Best Tapestries for Your Space and How to Style Them (2025)
Chused suggests casting a wide net with your search terms if you’re looking online—antique textiles, Aubusson panels, woven wall hangings, or even fragmented tapestries—while Kemble favors textiles of specific provenances, like Dutch and Flemish styles. Rugs and suzanis—a traditional and ornate Uzbek textile—also make great tapestries, often at more reasonable price points.
Spots like Etsy, 1st Dibs, and eBay are of course fertile ground for sourcing all kinds of artisanal wares old and new, though the contemporary market also offers approximations that accomplish the same feel—grounding, present, worldly—without the same budgetary concerns, from a Pottery Barn floral textile that feels like something inherited from an ancient relative to a frescoed Anthropologie tapestry with a weathered Italian feel.
For the lucky few with a wider budget and the air miles to shop abroad, Chused swears by sourcing in France—especially the markets around Paris and the dealers in the South. She’s also found success in Belgium and northern Italy, but says “it’s less about one perfect place and more about being open to the search, the unexpected, and having an eye for the right tone, texture, and age.”
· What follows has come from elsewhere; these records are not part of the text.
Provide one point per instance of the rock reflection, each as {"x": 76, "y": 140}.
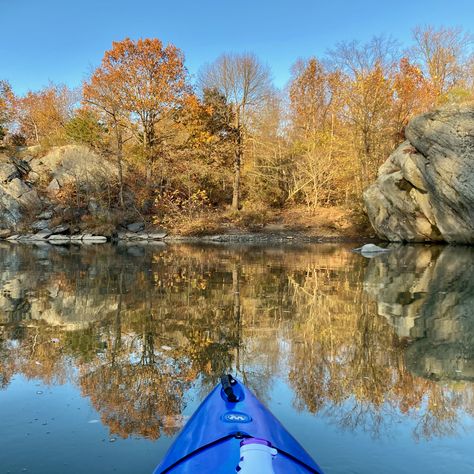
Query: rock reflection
{"x": 363, "y": 342}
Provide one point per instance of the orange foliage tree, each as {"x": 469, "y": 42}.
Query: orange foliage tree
{"x": 147, "y": 81}
{"x": 43, "y": 115}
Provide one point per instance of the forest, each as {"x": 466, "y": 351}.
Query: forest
{"x": 226, "y": 143}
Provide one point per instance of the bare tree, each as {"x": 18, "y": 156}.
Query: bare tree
{"x": 443, "y": 53}
{"x": 246, "y": 84}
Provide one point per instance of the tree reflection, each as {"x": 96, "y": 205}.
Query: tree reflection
{"x": 136, "y": 327}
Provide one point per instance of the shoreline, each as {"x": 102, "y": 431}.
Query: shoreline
{"x": 143, "y": 238}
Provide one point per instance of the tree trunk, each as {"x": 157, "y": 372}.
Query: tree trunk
{"x": 118, "y": 135}
{"x": 237, "y": 167}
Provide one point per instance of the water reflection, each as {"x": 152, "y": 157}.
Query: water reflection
{"x": 366, "y": 343}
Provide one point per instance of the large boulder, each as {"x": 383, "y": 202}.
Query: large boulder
{"x": 425, "y": 190}
{"x": 17, "y": 198}
{"x": 74, "y": 164}
{"x": 30, "y": 184}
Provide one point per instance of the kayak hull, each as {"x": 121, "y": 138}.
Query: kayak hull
{"x": 210, "y": 441}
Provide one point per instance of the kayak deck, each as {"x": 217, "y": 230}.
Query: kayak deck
{"x": 210, "y": 441}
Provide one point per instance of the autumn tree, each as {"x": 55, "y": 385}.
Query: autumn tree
{"x": 6, "y": 106}
{"x": 367, "y": 95}
{"x": 313, "y": 107}
{"x": 86, "y": 128}
{"x": 147, "y": 81}
{"x": 443, "y": 54}
{"x": 414, "y": 95}
{"x": 245, "y": 83}
{"x": 101, "y": 93}
{"x": 42, "y": 116}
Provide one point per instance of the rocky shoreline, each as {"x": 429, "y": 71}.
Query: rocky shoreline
{"x": 52, "y": 238}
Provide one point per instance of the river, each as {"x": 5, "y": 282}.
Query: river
{"x": 105, "y": 351}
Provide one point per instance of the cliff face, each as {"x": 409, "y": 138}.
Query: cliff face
{"x": 425, "y": 190}
{"x": 28, "y": 186}
{"x": 427, "y": 295}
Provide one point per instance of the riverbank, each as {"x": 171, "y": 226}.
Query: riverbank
{"x": 333, "y": 224}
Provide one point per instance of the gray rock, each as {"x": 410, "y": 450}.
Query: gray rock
{"x": 136, "y": 226}
{"x": 157, "y": 235}
{"x": 425, "y": 190}
{"x": 42, "y": 235}
{"x": 17, "y": 188}
{"x": 4, "y": 233}
{"x": 61, "y": 229}
{"x": 30, "y": 200}
{"x": 45, "y": 215}
{"x": 40, "y": 225}
{"x": 8, "y": 171}
{"x": 97, "y": 239}
{"x": 53, "y": 187}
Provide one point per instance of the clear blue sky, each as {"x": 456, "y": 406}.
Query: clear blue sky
{"x": 61, "y": 40}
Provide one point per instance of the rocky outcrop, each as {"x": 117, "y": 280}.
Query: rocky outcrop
{"x": 427, "y": 295}
{"x": 425, "y": 190}
{"x": 17, "y": 197}
{"x": 30, "y": 185}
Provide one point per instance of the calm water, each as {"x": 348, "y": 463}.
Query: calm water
{"x": 105, "y": 351}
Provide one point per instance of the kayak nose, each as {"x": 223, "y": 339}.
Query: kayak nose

In my own research, I’ve found Warp and Weft magazine’s archive to be a trove for surfacing living artists you can commission for textiles and tapestries, such as Tais Rose and Misako Nakahira. Generally, a little curiosity, an Instagram account, and the rise of the creator economy prove extremely handy when you’re tapestry hunting for something individual.
…Plus, How to Style It
Made to suit castles and grand halls, it takes a little finesse to style a tapestry in a modern setting. “I like to treat a tapestry like a piece of art or an architectural finish, not just a decorative object,” says Chused. “That means thinking about scale, composition, and how it interacts with the rest of the room—whether it’s offsetting something highly tailored or grounding a more eclectic mix.”
A busy or Verdure tapestry can create a focal point in a space that needs direction or impact, while facilitating a comfortable sense of enclosure, like the Aubusson piece in this Park Slope brownstone or this eclectic home in London. Meanwhile, two complementary tapestries above a couch or in an entryway can create a design throughline that ties a room together.
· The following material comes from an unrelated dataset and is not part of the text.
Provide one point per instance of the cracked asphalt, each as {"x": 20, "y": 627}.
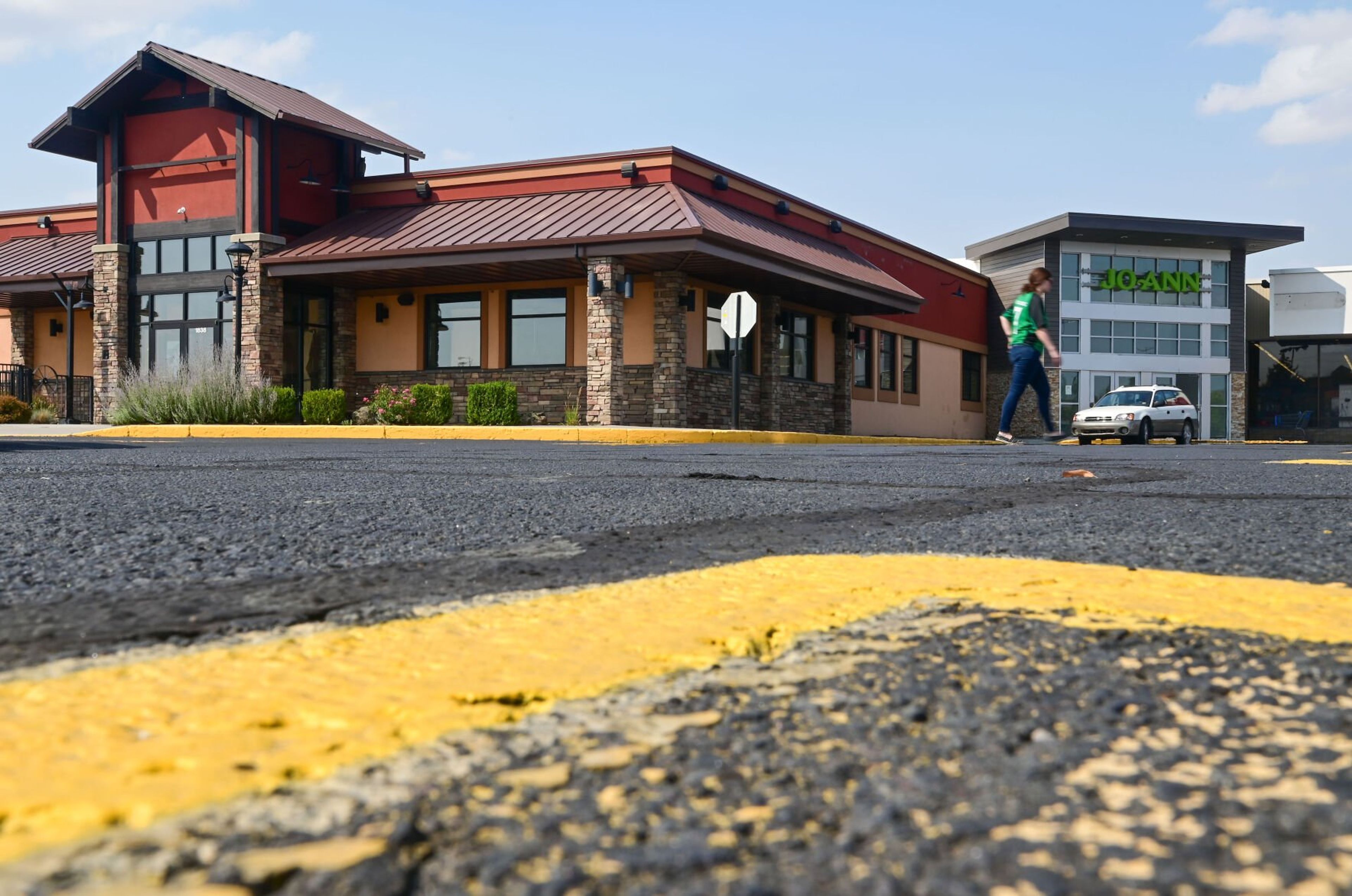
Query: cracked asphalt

Kemble approaches styling by considering how a piece might redirect the focus of a room. Where a rug’s impact is often lost under the weight of other furniture, wall art draws the eye upwards. She likes to consider the tapestry’s colors as her room’s neutrals, and builds from there, employing deep greens and blues as neutrals instead of typical beiges. Mixing an antique textile with modern furniture allows you to “play with contrast and very contrary design styles,” says Kemble. “You’re using it in a contrived, almost ironic state” against bright whites, chromes, simple decor, or opposing matte shelves.
Chused also suggests incorporating tapestries in offbeat ways—as unexpected upholstery, perhaps, or even as soft doors or dividers—like this upstate New York barn which forgoes the traditional headboard above the bed for a tapestry. “It’s about respecting the history of the piece while giving it a new kind of relevance,” she says. “When they’re integrated thoughtfully, they feel less like a nod to the past and more like a piece of the present with a really beautiful backstory.”